Winter of '73 absolutely did and it's a journey of a song that's my favourite piece here. It's spacey space rock from the outset, full of strange electronic blips and blurps, but Trond Gjellum's drums find a gloriously rolling rhythm and Jensen's voice joins in wonderfully without ever providing one sung word. A couple of minutes in, it completes its groove, with a pair of lead instruments, as the guitar of Anders Krabberød and the bass of Ola Mile Bruland appear to veer off in very different directions that turn out to be utterly compatible. When Børve joins in a couple of minutes later, it ought to be too much for the ears to handle but it's somehow still easy to follow. Every time that I listen to it, it feels deeper and deeper, as if I'm gradually being sucked into it.
I should add that, like the debut, there aren't many songs here and they're lengthy without being epic. Even given its all-encompassing nature, Winter of '73 is actually the shortest song on offer at a breath under seven minutes, but only Hatchling outlasts the eight and a half of both Cottage of Lost Play and Fog Vision, clocking in at eleven and a half. These aren't side-long tracks broken into multiple sections; they're just ideas extrapolated out and given breathing room. They feel a little less grown this time out and a little more planned, but it wouldn't surprise me to see some sort of acknowledgement of improvisation in a few of the songs, especially late in Cottage of Lost Play.
I still haven't heard anything from Børve's main band, Panzerpappa—I missed their 2019 release, Summarisk Suite—but I believe that they play in a very different prog style, entirely instrumental and jazz focused but with a strong Canterbury influence. This was a move away from that for their saxophonist, Mythopoeic Mind usually desribed as symphonic prog, with frequent, if not constant, use of vocals. There is some Canterbury here though, in the experimental backdrop to Fog Vision and, to a lesser degree, Cottage of Lost Play.
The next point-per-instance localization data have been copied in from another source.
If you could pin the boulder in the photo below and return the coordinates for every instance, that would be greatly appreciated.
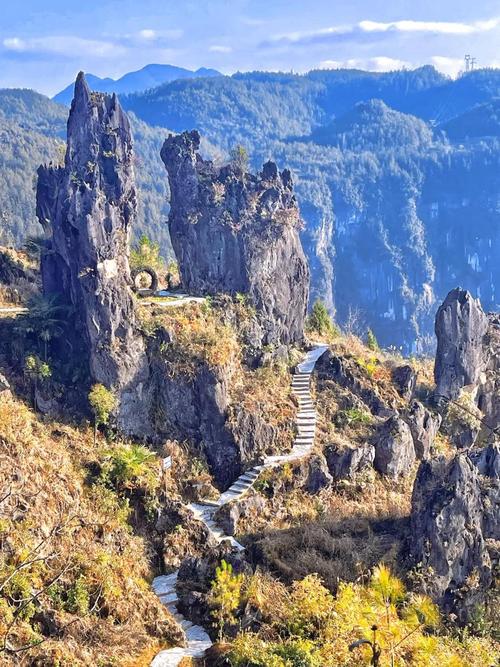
(229, 515)
(394, 448)
(314, 474)
(347, 462)
(424, 426)
(460, 327)
(405, 379)
(235, 232)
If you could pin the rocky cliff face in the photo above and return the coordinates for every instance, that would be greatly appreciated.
(89, 205)
(453, 517)
(461, 326)
(235, 232)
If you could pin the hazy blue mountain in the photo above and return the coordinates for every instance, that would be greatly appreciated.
(149, 76)
(373, 126)
(396, 176)
(480, 121)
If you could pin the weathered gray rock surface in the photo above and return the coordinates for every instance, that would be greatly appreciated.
(424, 426)
(235, 232)
(346, 463)
(394, 448)
(460, 327)
(90, 205)
(405, 379)
(455, 509)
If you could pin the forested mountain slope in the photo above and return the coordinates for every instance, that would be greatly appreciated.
(396, 175)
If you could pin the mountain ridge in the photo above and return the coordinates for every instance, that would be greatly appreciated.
(149, 76)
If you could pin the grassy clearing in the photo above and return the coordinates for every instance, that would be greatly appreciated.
(74, 579)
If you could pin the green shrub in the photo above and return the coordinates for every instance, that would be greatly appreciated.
(225, 596)
(78, 597)
(146, 253)
(102, 403)
(371, 341)
(353, 416)
(239, 157)
(130, 466)
(319, 321)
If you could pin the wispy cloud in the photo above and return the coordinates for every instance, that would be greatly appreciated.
(374, 64)
(376, 28)
(218, 48)
(150, 35)
(66, 45)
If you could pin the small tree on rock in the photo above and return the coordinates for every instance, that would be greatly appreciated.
(239, 157)
(320, 321)
(372, 341)
(102, 402)
(225, 596)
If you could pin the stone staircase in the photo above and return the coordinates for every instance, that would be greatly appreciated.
(197, 639)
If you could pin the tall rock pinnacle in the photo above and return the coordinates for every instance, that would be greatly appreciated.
(90, 205)
(235, 232)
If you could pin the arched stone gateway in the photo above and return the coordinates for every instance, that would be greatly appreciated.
(135, 273)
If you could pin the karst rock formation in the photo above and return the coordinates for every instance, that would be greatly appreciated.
(461, 326)
(88, 207)
(235, 232)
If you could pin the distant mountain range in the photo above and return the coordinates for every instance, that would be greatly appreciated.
(397, 176)
(150, 76)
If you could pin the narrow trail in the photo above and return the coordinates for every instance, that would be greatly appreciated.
(197, 639)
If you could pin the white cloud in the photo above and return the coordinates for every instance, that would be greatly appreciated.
(449, 66)
(63, 45)
(147, 34)
(375, 64)
(440, 27)
(218, 48)
(377, 27)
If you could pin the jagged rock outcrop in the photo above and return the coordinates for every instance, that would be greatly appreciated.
(394, 448)
(452, 516)
(488, 398)
(312, 474)
(424, 426)
(487, 462)
(347, 462)
(89, 205)
(460, 329)
(228, 516)
(235, 232)
(12, 271)
(405, 379)
(4, 386)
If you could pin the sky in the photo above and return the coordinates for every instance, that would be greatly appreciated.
(44, 44)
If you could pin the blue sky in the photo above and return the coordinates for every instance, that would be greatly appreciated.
(44, 44)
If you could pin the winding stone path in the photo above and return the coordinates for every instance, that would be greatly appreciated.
(197, 639)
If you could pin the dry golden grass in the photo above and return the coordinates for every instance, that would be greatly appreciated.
(199, 336)
(100, 598)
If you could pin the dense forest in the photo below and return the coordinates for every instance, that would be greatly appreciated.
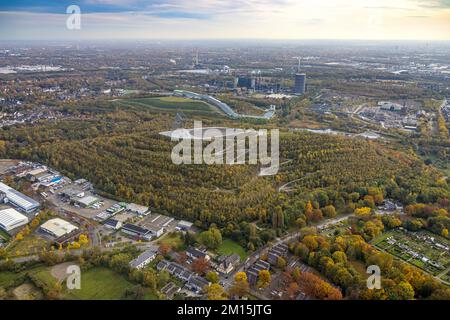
(120, 151)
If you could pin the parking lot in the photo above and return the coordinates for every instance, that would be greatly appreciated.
(89, 213)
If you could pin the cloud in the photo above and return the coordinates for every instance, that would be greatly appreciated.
(201, 19)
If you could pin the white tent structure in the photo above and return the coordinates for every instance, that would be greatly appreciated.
(11, 219)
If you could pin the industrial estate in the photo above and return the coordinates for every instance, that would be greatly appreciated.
(87, 181)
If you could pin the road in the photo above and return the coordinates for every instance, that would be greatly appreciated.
(228, 281)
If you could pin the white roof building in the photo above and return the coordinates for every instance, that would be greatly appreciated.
(58, 227)
(138, 209)
(18, 199)
(11, 219)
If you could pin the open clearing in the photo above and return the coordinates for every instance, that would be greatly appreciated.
(171, 104)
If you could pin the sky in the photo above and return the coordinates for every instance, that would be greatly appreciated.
(227, 19)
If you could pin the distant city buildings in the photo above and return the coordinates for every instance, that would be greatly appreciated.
(300, 83)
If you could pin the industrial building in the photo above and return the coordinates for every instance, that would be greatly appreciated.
(113, 224)
(11, 219)
(86, 201)
(246, 82)
(137, 232)
(19, 200)
(138, 209)
(58, 227)
(184, 225)
(300, 83)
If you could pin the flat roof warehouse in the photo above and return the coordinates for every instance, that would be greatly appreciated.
(18, 199)
(11, 219)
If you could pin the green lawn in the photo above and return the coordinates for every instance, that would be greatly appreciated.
(229, 246)
(174, 240)
(171, 104)
(30, 244)
(100, 284)
(4, 235)
(7, 278)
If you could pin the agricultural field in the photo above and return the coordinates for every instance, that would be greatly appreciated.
(171, 104)
(174, 240)
(112, 284)
(229, 246)
(30, 244)
(4, 236)
(422, 249)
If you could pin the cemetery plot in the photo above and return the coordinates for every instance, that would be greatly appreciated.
(422, 249)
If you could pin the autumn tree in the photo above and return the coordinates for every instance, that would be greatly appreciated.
(263, 278)
(200, 265)
(215, 292)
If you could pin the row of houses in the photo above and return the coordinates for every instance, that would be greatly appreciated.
(192, 281)
(253, 271)
(276, 252)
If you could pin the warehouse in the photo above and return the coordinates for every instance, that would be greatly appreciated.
(138, 209)
(11, 219)
(86, 201)
(144, 259)
(58, 227)
(137, 232)
(19, 200)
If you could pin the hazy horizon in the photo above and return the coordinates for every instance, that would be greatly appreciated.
(415, 20)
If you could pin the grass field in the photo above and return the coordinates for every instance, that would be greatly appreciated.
(229, 246)
(3, 235)
(100, 284)
(171, 104)
(174, 240)
(30, 244)
(8, 279)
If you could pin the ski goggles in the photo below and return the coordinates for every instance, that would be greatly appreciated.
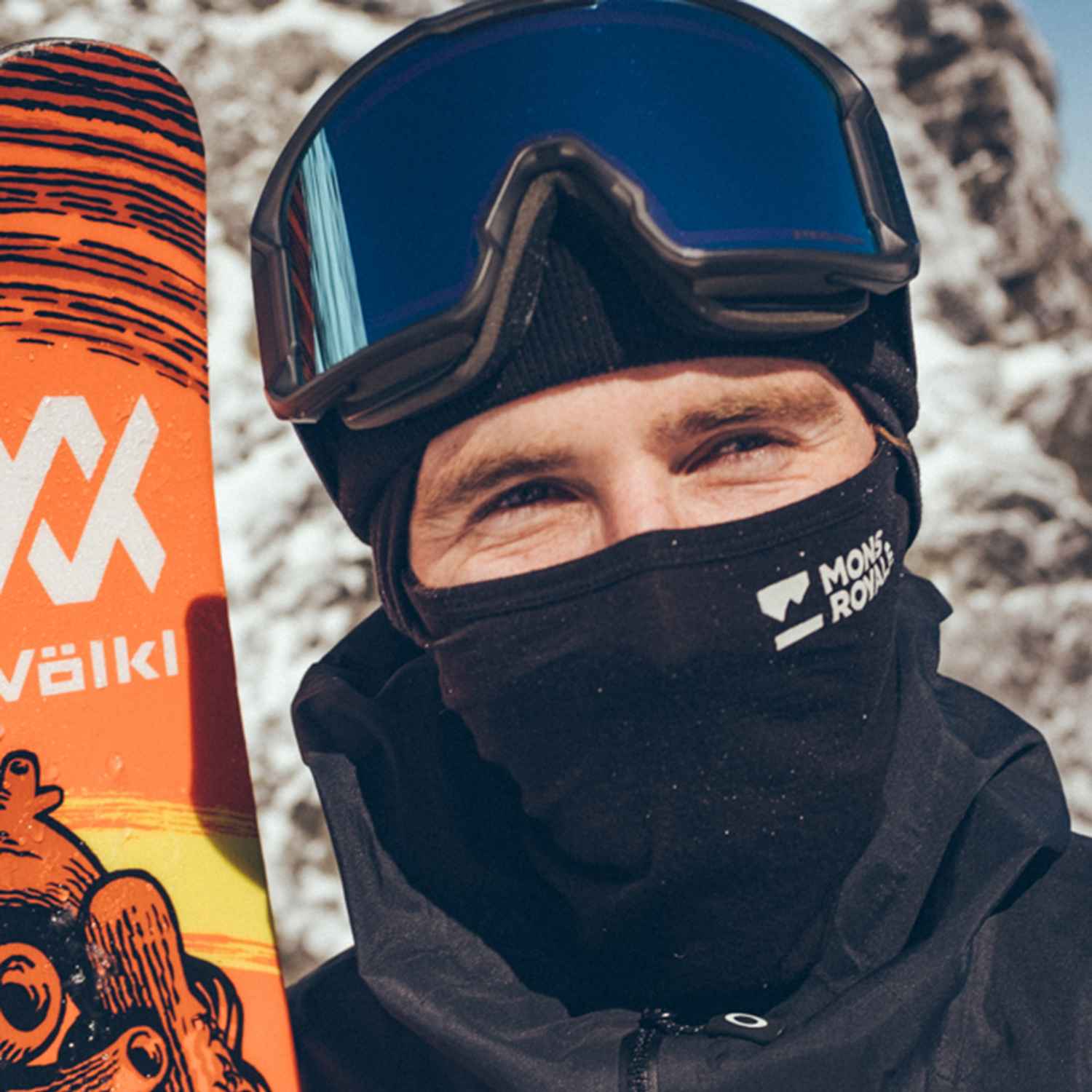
(745, 166)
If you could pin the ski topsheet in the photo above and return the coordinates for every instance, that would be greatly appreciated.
(135, 946)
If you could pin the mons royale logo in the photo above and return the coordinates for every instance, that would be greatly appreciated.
(115, 515)
(850, 582)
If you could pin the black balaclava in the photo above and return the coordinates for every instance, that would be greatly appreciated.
(698, 721)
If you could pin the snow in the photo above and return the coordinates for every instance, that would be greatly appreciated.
(1002, 319)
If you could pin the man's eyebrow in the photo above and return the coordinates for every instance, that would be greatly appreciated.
(778, 404)
(454, 489)
(450, 493)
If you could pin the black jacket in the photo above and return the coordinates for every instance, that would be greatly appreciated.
(958, 957)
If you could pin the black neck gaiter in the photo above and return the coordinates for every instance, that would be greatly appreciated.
(699, 723)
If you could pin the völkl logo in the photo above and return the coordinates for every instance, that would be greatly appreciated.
(115, 515)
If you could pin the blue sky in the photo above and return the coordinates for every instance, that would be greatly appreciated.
(1067, 26)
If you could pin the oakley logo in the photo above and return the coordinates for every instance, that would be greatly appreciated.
(773, 602)
(115, 515)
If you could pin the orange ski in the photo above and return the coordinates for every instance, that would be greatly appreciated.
(135, 946)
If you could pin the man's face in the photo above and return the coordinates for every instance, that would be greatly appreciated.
(574, 469)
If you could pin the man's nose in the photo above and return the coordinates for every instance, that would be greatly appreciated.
(640, 504)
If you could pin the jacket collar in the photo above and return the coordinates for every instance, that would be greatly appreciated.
(972, 801)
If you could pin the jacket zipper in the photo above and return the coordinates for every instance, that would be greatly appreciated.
(639, 1077)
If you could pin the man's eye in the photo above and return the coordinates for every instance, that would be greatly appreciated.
(526, 495)
(740, 449)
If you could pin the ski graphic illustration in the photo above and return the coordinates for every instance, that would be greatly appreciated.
(135, 946)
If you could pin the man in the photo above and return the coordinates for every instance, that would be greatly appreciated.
(594, 321)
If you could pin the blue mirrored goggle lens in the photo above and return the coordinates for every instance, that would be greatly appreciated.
(734, 137)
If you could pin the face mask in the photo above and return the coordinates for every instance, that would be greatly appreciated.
(699, 723)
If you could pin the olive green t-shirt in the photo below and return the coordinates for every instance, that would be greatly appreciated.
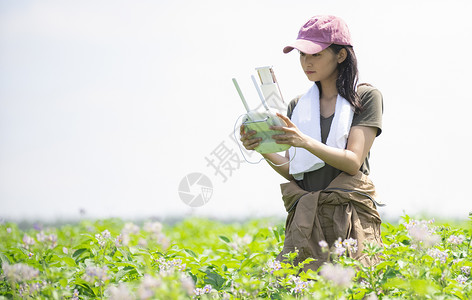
(371, 116)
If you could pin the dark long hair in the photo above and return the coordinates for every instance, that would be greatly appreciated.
(347, 76)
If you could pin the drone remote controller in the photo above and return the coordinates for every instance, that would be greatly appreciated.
(261, 121)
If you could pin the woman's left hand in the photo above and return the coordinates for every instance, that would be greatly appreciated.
(292, 135)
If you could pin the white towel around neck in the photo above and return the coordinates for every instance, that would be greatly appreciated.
(306, 116)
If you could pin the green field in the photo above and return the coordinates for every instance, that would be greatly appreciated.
(208, 259)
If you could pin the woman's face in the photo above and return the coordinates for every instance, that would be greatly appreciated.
(321, 66)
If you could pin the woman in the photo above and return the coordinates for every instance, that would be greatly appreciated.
(331, 129)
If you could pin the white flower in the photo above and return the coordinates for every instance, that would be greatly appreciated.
(98, 274)
(456, 240)
(187, 284)
(147, 286)
(337, 274)
(323, 244)
(19, 272)
(338, 247)
(465, 270)
(106, 234)
(28, 241)
(438, 254)
(272, 266)
(350, 244)
(205, 290)
(300, 285)
(461, 279)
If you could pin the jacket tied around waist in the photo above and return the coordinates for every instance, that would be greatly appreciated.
(345, 209)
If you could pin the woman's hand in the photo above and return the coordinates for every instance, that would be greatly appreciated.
(247, 138)
(292, 135)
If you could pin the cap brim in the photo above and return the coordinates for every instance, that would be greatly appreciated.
(307, 47)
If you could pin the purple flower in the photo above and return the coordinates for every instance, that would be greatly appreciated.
(456, 240)
(461, 279)
(438, 254)
(337, 274)
(119, 293)
(272, 266)
(75, 295)
(28, 241)
(19, 272)
(465, 270)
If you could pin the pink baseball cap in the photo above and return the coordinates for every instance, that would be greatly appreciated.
(319, 33)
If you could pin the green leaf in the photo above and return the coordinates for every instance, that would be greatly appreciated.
(4, 258)
(214, 279)
(191, 253)
(224, 238)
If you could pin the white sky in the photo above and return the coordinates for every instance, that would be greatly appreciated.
(107, 105)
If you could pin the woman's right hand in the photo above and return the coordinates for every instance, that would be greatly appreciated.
(249, 142)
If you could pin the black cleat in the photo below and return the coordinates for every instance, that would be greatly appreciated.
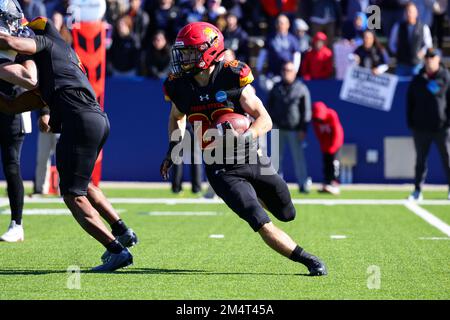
(128, 240)
(317, 267)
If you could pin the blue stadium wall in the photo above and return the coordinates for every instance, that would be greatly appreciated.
(138, 140)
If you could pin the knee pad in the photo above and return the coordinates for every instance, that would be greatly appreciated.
(12, 170)
(287, 213)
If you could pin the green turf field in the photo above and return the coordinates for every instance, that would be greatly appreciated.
(177, 259)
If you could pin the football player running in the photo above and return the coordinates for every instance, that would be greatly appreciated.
(84, 128)
(201, 88)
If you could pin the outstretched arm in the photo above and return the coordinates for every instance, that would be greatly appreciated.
(26, 46)
(23, 75)
(253, 106)
(27, 101)
(177, 121)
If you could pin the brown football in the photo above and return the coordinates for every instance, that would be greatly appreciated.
(239, 122)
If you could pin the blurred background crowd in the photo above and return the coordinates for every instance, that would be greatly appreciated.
(321, 37)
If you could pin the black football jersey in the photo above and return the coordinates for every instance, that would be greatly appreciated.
(58, 65)
(220, 96)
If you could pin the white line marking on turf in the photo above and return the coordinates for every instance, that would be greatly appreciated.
(216, 236)
(172, 201)
(337, 236)
(428, 217)
(46, 212)
(181, 213)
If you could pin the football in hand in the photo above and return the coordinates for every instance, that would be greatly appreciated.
(239, 122)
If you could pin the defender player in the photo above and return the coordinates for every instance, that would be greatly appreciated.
(84, 128)
(12, 129)
(201, 88)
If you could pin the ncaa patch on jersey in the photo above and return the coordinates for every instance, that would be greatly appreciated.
(221, 96)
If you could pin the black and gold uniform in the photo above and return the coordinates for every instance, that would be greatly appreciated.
(241, 186)
(74, 110)
(11, 140)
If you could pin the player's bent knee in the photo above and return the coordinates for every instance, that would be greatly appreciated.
(12, 171)
(287, 213)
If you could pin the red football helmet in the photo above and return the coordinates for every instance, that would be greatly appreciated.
(198, 45)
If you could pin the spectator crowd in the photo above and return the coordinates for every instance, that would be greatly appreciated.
(285, 41)
(268, 33)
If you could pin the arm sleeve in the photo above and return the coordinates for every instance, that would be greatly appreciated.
(242, 75)
(42, 43)
(21, 58)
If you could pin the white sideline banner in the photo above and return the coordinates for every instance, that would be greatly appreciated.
(362, 87)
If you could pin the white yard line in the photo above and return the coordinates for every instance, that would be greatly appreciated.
(428, 217)
(46, 212)
(181, 213)
(174, 201)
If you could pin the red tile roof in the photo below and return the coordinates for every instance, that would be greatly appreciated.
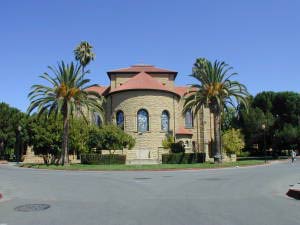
(142, 68)
(181, 90)
(142, 81)
(100, 89)
(182, 130)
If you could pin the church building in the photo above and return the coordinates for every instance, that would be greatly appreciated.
(144, 101)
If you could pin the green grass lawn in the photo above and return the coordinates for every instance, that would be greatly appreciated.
(146, 167)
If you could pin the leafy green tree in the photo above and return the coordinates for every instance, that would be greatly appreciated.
(287, 138)
(84, 54)
(216, 91)
(10, 119)
(286, 107)
(264, 101)
(252, 122)
(67, 95)
(79, 134)
(233, 141)
(45, 134)
(229, 119)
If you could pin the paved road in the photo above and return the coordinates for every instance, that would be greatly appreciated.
(236, 196)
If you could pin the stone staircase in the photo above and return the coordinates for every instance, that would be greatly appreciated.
(141, 157)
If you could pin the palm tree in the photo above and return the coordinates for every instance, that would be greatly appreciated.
(67, 95)
(215, 91)
(84, 54)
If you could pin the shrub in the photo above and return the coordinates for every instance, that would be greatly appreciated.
(183, 158)
(177, 147)
(110, 137)
(103, 159)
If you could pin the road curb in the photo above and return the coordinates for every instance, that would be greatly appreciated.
(294, 193)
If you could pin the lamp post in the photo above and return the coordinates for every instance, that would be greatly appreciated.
(18, 144)
(263, 126)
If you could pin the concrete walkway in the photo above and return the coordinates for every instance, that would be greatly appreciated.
(241, 196)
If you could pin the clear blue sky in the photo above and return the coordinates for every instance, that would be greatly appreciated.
(259, 38)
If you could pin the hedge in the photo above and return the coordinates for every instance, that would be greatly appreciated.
(102, 159)
(183, 158)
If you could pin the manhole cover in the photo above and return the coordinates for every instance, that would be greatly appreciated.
(142, 178)
(212, 179)
(32, 207)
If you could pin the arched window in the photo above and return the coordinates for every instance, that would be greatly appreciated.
(97, 119)
(189, 119)
(142, 121)
(120, 119)
(165, 121)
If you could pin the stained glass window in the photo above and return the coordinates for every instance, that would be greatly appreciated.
(120, 119)
(165, 121)
(97, 119)
(142, 120)
(189, 119)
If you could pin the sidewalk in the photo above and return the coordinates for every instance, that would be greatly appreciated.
(294, 191)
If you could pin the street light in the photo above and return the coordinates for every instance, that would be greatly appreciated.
(18, 144)
(263, 126)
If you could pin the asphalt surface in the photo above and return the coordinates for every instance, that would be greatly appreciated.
(235, 196)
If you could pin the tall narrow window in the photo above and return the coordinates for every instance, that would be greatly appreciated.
(142, 121)
(97, 119)
(120, 119)
(165, 121)
(189, 119)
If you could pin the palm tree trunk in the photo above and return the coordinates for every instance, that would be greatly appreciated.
(217, 131)
(64, 153)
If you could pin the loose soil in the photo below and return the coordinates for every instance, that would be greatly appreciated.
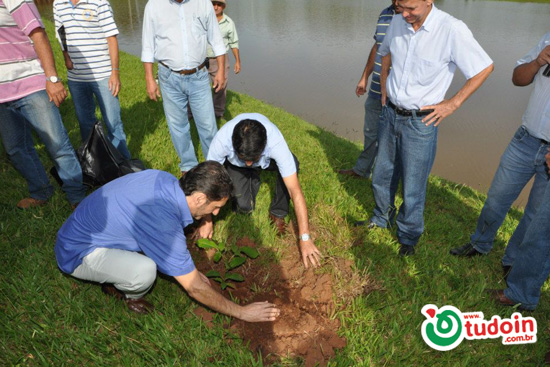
(305, 328)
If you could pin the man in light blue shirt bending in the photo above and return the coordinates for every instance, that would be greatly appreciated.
(176, 33)
(249, 144)
(123, 232)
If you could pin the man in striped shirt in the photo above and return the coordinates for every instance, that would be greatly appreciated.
(373, 107)
(30, 93)
(87, 33)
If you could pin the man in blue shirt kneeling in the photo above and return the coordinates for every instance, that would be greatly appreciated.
(122, 233)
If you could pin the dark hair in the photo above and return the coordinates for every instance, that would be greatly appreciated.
(210, 178)
(249, 139)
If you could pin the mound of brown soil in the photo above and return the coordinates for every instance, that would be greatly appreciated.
(305, 328)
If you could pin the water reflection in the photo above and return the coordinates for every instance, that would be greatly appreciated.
(317, 50)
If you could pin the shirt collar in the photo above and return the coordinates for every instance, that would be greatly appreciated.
(430, 19)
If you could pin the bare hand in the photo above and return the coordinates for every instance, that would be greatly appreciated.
(204, 278)
(544, 56)
(260, 311)
(206, 228)
(219, 81)
(440, 111)
(56, 92)
(361, 88)
(114, 83)
(153, 90)
(310, 253)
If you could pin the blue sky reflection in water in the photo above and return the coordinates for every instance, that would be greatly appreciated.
(307, 56)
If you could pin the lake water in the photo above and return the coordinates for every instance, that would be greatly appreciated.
(307, 56)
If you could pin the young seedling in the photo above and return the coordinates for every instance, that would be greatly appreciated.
(234, 256)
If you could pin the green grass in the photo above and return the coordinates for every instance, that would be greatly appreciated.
(50, 319)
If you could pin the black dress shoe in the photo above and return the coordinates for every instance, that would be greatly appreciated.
(406, 250)
(506, 271)
(139, 305)
(465, 251)
(499, 297)
(367, 223)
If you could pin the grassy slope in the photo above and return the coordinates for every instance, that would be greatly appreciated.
(51, 319)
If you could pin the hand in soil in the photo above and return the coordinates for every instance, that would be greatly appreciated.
(260, 311)
(310, 253)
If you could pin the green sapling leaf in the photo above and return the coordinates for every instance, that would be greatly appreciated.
(250, 252)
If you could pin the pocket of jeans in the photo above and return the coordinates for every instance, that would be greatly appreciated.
(520, 133)
(419, 127)
(198, 28)
(163, 73)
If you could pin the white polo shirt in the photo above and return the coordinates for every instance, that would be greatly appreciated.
(423, 62)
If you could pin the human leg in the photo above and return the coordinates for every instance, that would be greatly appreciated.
(110, 110)
(416, 151)
(200, 99)
(175, 101)
(44, 117)
(532, 264)
(219, 97)
(84, 105)
(16, 136)
(534, 202)
(365, 162)
(130, 272)
(246, 184)
(516, 168)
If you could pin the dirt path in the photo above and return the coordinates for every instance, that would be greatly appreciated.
(305, 328)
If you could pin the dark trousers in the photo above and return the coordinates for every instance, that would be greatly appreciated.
(246, 183)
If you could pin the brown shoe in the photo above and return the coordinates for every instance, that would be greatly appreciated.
(349, 172)
(110, 290)
(27, 203)
(279, 223)
(499, 297)
(139, 305)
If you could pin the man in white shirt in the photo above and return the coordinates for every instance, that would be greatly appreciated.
(176, 32)
(524, 158)
(424, 46)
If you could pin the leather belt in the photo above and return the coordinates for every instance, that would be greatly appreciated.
(185, 72)
(404, 112)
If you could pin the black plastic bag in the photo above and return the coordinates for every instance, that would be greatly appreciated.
(101, 162)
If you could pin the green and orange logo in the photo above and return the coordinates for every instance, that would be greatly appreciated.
(446, 327)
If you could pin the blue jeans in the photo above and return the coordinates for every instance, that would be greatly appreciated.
(83, 97)
(406, 147)
(532, 263)
(36, 111)
(179, 91)
(522, 159)
(363, 166)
Mostly, I find it hard to categorise this album because its songs are very different. Winter of '73 is an immersive journey into parts unknown. Fog Vision is an exercise in contrast, pitting a dissonant experimental electronic backdrop against the smooth sax, xylophone and vocals that are laid on top of it. Cottage of Lost Play feels like an old solo Jon Anderson track, because there's no Yes and no Vangelis to be found, but the Anderson feel runs much deeper than the vocal. And Hatchling is a folky title track to wrap up proceedings in a folky manner. It's clearly folk music from the outset, much of it almost but not quite English, and it occasionally turns into a full on folk dance. I have no problems imagining this performed on the Cropredy stage.
That variety makes it hard to think of this as a complete album, but the tracks are all worthy, even the opener that I struggle with. In fact, Fear Fiesta may be the song that stays with me longest, as it's a grabbing sort of song. However, I'd lean strongly towards Winter of '73 as the best track here and Hatchling as my favourite. It's an infectiously pastoral piece that beckons us in and refuses to let us leave. The silence when it finally ends is almost unbearable, as if we've been wrenched away from the world. The song feels like being captivated by the Fae.
I liked this a lot on a first listen, opening awkwardness aside—which I fully realise may be just me—and I liked it all the more with each repeat. The variety in the songs helps the album spring out in multiple directions and grow. I have a feeling I may be returning to it soon.